Artificial intelligence: Critique of chatty reasoning

Why AI is not intelligent at all, and therefore can’t speak, reason, hallucinate, or make errors
(This is a slightly extended version of my June column as “der Wissenschaftsnarr” in the German Laborjournal: “Kritik der schwätzenden Vernunft“)
The ongoing debate whether ChatGPT et al. are a blessing for mankind or the beginning of the reign of the machines is riddled with metaphors and comparisons. The products of Artificial Intelligence (AI) are “humanized“ by means of analogy: They are intelligent, learn, speak, think, reason, judge, infer decide, generalize, feel, hallucinate, are creative, (self-)conscious and make errors, are based on neuron-like structures, etc. At the same time, functions of the human brain are described using terms like computer, memory, storage, code, algorithm, and we are reminded that electric currents flow in the brain, just like in a computer. Befuddled by the astounding achievements of chatting and painting bots, many now argue that generative AI displays features of “real” intelligence, and that it is just a matter of more programming and time until AI surpasses human cognition.

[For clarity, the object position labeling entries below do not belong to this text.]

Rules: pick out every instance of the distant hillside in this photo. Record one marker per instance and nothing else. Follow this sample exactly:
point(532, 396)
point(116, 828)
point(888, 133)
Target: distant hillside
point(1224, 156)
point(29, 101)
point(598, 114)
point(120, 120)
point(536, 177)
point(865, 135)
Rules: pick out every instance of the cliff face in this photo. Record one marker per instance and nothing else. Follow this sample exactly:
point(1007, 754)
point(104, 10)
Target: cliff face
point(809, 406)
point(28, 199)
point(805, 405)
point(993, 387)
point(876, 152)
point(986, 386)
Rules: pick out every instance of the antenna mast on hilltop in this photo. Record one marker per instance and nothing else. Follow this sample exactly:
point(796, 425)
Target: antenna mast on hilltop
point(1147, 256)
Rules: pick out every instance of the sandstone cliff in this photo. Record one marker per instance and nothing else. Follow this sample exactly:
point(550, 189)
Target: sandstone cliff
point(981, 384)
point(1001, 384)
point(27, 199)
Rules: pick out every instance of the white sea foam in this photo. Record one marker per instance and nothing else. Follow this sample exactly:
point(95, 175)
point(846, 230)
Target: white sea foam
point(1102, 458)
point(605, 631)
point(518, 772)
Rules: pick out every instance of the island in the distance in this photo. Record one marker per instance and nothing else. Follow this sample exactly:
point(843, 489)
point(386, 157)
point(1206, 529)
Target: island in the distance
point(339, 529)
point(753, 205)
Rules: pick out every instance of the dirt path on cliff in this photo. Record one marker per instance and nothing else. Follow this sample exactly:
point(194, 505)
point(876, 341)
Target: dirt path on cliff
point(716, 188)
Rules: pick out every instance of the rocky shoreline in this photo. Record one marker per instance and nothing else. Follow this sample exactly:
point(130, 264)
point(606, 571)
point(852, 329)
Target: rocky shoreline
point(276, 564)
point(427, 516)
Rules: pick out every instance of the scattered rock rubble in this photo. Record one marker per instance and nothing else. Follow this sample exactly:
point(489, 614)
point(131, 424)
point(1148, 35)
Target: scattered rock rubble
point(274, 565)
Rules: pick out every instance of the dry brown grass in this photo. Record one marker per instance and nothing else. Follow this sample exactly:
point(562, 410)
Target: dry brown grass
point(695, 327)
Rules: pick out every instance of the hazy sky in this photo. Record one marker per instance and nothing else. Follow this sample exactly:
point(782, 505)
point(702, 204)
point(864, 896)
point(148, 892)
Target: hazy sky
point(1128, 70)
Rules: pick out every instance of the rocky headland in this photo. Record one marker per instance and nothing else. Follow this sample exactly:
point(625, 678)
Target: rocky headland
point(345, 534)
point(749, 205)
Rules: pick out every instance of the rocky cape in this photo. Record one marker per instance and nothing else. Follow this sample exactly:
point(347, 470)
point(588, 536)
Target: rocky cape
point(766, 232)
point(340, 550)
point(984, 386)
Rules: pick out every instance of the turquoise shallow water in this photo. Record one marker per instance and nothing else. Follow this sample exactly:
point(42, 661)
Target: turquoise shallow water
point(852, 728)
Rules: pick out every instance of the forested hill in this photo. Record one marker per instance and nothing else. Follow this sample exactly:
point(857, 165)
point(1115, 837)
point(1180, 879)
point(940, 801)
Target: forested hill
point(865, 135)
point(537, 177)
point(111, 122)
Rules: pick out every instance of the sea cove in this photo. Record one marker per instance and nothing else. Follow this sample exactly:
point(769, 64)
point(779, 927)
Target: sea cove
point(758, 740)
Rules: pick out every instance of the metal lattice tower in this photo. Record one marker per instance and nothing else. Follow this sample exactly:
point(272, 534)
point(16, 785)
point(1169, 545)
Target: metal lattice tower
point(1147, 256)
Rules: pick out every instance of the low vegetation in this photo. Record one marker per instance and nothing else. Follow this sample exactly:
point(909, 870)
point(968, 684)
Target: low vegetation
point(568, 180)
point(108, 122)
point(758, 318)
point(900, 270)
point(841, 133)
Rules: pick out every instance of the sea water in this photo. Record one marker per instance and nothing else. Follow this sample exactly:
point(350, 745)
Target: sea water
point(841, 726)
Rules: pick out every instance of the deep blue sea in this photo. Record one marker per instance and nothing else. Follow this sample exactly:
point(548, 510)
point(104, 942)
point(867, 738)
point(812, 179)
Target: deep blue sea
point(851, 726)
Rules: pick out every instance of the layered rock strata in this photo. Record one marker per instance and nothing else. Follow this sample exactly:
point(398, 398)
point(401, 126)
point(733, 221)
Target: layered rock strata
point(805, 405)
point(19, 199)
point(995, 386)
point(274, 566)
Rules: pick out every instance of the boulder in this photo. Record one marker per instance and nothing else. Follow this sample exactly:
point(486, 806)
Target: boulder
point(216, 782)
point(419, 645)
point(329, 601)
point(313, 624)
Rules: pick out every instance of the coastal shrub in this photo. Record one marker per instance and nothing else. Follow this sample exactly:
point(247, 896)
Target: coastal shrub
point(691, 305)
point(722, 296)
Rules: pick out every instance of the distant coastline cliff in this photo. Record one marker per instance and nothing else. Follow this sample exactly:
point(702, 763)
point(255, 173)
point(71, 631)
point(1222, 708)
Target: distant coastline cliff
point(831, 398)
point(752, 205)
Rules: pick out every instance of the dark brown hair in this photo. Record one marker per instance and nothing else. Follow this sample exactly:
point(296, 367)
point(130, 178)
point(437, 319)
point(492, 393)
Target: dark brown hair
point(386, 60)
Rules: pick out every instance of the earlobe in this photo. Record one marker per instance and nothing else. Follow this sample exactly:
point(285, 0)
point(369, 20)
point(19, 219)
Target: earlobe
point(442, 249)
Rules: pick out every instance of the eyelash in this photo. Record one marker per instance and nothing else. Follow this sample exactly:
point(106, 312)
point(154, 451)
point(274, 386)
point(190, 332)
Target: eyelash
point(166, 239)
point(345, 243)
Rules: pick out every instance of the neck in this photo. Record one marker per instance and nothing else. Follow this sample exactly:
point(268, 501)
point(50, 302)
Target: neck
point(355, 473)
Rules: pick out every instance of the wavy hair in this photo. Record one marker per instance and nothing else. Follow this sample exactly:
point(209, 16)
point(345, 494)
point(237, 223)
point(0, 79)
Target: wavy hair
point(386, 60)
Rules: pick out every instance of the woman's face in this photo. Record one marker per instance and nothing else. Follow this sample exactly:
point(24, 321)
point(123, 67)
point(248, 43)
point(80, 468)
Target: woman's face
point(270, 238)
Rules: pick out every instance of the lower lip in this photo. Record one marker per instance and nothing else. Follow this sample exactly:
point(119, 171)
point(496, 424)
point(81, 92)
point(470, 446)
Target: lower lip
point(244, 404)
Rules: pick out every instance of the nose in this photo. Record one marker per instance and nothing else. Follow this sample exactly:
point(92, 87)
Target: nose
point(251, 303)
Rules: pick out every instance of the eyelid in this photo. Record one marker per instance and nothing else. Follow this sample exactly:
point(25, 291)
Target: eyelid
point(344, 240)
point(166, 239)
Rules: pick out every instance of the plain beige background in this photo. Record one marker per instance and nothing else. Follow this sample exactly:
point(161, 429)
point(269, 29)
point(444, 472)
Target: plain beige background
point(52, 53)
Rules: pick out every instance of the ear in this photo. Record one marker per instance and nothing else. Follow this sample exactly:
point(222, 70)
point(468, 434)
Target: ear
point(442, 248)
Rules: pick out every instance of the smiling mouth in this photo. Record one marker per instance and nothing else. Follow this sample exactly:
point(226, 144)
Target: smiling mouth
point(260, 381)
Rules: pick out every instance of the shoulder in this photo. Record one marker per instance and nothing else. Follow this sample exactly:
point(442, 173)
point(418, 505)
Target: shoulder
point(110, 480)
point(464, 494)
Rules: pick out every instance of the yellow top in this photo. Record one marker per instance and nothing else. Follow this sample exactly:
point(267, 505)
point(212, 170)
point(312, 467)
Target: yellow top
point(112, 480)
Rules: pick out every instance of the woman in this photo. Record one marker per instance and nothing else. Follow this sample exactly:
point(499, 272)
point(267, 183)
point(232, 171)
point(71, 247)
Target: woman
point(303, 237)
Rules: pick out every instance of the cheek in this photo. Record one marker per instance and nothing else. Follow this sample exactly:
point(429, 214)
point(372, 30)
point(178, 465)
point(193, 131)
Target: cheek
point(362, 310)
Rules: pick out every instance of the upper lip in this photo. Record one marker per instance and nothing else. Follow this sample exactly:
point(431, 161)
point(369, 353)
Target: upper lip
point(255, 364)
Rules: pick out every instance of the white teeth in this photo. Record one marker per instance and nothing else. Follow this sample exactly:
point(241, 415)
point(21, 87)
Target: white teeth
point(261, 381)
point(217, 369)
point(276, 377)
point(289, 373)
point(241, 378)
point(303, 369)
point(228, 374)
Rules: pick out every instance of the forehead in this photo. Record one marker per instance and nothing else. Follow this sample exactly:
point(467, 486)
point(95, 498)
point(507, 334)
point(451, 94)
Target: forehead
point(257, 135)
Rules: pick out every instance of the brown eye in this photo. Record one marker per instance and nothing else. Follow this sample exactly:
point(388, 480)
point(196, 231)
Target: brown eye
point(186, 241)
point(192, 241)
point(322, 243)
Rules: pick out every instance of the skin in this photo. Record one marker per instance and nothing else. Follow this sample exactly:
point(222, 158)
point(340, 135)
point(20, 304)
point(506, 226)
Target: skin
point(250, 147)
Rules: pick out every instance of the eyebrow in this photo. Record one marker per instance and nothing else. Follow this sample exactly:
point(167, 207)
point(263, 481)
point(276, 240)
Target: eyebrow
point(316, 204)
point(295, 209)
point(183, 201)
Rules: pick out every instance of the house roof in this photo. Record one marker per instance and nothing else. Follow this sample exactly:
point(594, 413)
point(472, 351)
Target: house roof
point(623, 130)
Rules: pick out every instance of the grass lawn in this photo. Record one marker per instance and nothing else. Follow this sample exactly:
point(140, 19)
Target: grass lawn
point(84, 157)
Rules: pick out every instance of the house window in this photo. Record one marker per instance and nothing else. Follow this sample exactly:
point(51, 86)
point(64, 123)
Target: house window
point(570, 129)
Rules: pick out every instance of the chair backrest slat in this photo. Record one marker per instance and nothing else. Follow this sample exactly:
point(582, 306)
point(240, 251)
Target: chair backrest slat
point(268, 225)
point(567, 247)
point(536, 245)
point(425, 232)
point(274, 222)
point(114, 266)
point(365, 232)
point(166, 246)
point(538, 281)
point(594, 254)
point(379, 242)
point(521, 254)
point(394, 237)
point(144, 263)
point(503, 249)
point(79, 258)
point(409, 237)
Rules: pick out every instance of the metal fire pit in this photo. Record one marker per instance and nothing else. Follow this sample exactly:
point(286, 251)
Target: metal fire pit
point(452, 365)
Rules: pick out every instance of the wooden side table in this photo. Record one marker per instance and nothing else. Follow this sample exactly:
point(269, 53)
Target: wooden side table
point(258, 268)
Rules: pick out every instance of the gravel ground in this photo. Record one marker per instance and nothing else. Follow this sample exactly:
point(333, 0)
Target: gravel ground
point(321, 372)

The camp of those who think AI is intelligent proves its point with a long list of what AI can do that all look pretty intelligent. The doubters, however, are not convinced; they complain that AI still lacks certain “functionalities” of intelligence, following Tesler’s theorem: “AI is whatever hasn’t been done yet.”
In the following, I will argue that the current AI debate is missing the point, completely. Instead of simply marveling at AI’s putative intelligence, we should ask what intelligence, thinking, language, consciousness, etc. actually are – to measure AI against them.